I just want you guys to review a code that a teammate wrote. He told me to write that added to the code is allowing the motor to spin at half speed if button 1 is pressed.
http://img685.imageshack.us/img685/7306/16946245.png
This code currently does not do anything different when the button is pressed. You want the motor to run at half speed or half the speed that the joystick commands when the button is pressed? The following assumes that you wanted the first option.
The 0.5 constant in the case statement is not connected to anything.
For the false case of each case block the joystick axis value should pass through the case block.
For the true case the 0.5 constant should be wired to the small orange block on the right edge of the case that will appear when you wire the joystick value through the false case.
Correct, the orange wire coming out of each block that says “axis 2(y)” should pass through the false case instead of over the case block.
after going through the case block, does it go to the tank drive vi
Oops, looks like a forgot to ask something on my first pass.
Do you want both motors to run at 1/2 speed by pushing one trigger (button 1)?
Or do you want each side to run at 1/2 speed when the trigger is pressed on that sides joystick?
The second one is what the code currently does. So ,for example, if the left trigger is pressed the left side will run at a constant .5 and the right side will still run according to the joystick. If both triggers are pressed, both sides will run at constant speed.
Is that what you wanted?
wanted to both joysticks pressed for half speed. So does the second pic look okay.
Yes, if you want each joystick and button #1 to control each side separately I believe the fixed code is correct.
so i do not have to put in axis (y) in the true, only in the false. Also only one end is go9ng to the case structure of the constant. Does that look okay.
Correct, when the button is pressed (true case) you want the motor to run at a constant speed so you do not need the joystick value.
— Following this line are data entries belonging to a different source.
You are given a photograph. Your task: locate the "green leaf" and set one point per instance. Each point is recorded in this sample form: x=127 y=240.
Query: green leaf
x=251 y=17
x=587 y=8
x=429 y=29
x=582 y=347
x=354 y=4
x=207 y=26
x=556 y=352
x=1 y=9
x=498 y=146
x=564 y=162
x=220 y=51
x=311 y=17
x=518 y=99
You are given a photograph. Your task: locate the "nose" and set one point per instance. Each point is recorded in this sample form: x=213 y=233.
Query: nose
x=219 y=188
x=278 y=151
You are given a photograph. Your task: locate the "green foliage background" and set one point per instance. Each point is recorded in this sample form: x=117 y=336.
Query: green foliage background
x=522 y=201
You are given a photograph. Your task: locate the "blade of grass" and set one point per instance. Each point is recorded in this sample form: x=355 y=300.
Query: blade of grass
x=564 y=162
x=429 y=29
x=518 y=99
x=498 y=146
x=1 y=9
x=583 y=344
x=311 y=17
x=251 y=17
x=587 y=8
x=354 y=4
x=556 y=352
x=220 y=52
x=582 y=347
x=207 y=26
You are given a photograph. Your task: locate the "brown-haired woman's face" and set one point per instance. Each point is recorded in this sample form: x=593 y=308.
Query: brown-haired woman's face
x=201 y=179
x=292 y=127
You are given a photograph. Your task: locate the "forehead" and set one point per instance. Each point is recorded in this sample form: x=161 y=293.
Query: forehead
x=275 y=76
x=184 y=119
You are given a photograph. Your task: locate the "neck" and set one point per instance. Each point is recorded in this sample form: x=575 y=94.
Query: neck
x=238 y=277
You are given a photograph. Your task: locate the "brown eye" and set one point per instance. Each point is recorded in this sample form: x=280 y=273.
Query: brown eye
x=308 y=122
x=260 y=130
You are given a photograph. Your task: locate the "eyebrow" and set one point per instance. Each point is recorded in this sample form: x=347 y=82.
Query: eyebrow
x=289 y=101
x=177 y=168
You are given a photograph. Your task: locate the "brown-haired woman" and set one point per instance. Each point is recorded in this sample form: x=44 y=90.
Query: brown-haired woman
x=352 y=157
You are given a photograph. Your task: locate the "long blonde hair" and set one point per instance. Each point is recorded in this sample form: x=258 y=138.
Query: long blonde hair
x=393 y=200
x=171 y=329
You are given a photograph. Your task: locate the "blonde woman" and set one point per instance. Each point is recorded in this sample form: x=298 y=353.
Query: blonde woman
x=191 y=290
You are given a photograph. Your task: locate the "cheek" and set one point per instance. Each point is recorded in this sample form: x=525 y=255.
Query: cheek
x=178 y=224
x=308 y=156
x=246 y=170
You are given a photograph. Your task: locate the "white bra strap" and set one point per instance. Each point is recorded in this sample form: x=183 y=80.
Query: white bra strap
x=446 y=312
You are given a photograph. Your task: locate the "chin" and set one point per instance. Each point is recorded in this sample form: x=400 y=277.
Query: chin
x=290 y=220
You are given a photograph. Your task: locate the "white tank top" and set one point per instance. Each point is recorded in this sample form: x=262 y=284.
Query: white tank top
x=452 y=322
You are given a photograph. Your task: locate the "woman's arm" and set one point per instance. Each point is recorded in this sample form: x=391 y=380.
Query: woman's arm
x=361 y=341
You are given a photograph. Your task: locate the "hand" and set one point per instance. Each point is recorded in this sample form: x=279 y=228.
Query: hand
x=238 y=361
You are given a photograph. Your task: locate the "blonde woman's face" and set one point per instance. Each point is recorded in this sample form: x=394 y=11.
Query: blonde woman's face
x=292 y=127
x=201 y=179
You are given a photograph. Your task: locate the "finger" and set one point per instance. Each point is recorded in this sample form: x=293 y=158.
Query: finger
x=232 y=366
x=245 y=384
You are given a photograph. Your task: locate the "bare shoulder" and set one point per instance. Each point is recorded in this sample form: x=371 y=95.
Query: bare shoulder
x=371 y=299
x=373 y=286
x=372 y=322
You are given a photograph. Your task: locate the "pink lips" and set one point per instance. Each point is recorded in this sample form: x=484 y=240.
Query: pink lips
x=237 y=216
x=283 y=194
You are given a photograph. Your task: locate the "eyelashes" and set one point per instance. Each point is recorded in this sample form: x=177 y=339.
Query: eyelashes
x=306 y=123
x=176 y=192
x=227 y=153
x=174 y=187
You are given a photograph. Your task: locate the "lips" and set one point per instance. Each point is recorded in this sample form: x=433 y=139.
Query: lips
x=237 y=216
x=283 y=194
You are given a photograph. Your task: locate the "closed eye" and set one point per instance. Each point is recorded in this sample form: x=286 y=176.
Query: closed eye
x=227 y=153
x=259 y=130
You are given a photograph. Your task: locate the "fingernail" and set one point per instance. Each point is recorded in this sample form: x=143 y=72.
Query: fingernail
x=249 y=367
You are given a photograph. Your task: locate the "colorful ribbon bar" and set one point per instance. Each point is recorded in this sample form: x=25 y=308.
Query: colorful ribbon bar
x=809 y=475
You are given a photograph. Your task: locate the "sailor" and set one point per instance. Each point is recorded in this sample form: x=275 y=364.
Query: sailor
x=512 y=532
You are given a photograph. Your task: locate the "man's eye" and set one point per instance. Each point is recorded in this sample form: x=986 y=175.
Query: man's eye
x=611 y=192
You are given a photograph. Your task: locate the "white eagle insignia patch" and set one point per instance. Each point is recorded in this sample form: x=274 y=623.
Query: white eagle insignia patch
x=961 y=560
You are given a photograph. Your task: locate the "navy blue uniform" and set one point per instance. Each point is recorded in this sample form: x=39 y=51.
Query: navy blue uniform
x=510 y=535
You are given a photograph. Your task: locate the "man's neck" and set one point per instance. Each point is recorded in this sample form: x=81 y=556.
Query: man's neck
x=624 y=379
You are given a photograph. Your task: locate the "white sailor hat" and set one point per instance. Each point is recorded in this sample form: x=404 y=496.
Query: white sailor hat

The constant originates in the case so it only goes out, no need for anything to come in.
Thank you for the help, will test out tomorrow and reply on how it went.
If you need additional assistance and would like something more real-time, you can use the AIM, MSN, or Yahoo Messenger info in my profile or contact me on Gtalk (My gmail address is the same as my username here).
I’m not sure if I’m heading out to our shop tomorrow or not, so I may or may not be available by the above methods tomorrow afternoon/evening.
I tried the revised code but it shows error on build process of a broken vi.
Can I get a second opinion? Also the Ethernet cable going from the classmate will not click into the Ethernet port of the classmate it just falls out. Anyone else having these problems
The first problem, I can’t help with.
The ethernet port: If another cable also doesn’t click, look carefully at the classmate’s connector, make sure it’s not broken. If another cable clicks & locks, then it was the cable end.
Could be the floating multiply block on the left side of the picture.
You can click the broken grey arrow at the top of the block diagram and it will pull up a list of errors. Double clicking on an error in the list will highlight the offending VI.
You need to feed the Tank Drive with the default joystick inputs, unless overridden by the trigger. Your figure looks only half-fixed.
My attached pic doesn’t directly apply to you, but if you look closely you can see where we used button 1 (trigger) to modify the throttle input. When the case is FALSE, we pass the normal value thru, but when the case is TRUE (i.e. the trigger is pulled), we override with a constant.
For us, the constant is 1.0 … but if you want half power, then put a 0.5 in there and you’ve got it. (and we’re doing our override to Axis3(Throttle), you’d want to do your case statement over the Y-Axis wires between the Joystick GET and the TankDrive VI.
G/L!
The picture shows one true case and one false case (presumably to show an example of each case to assure things are coded properly)
KK … sorry … after re-looking at the pic in post #3, I can see what they’re showing now … My example does the uncluster outside of the case … but essentially they’re the same … assuming that the other cases look like the ones that they’re showing.
Hmmm.
Could it be that instead of writing “0.5” as the motor inputs when the trigger is pulled, they’d rather take the actual “Y” value, and cut it in half? If that’s the case, then they should move the uncluster to the outside of the case statement, run both cases straight through, then modify the TRUE case with a MULTIPLY block with a 0.5 constant.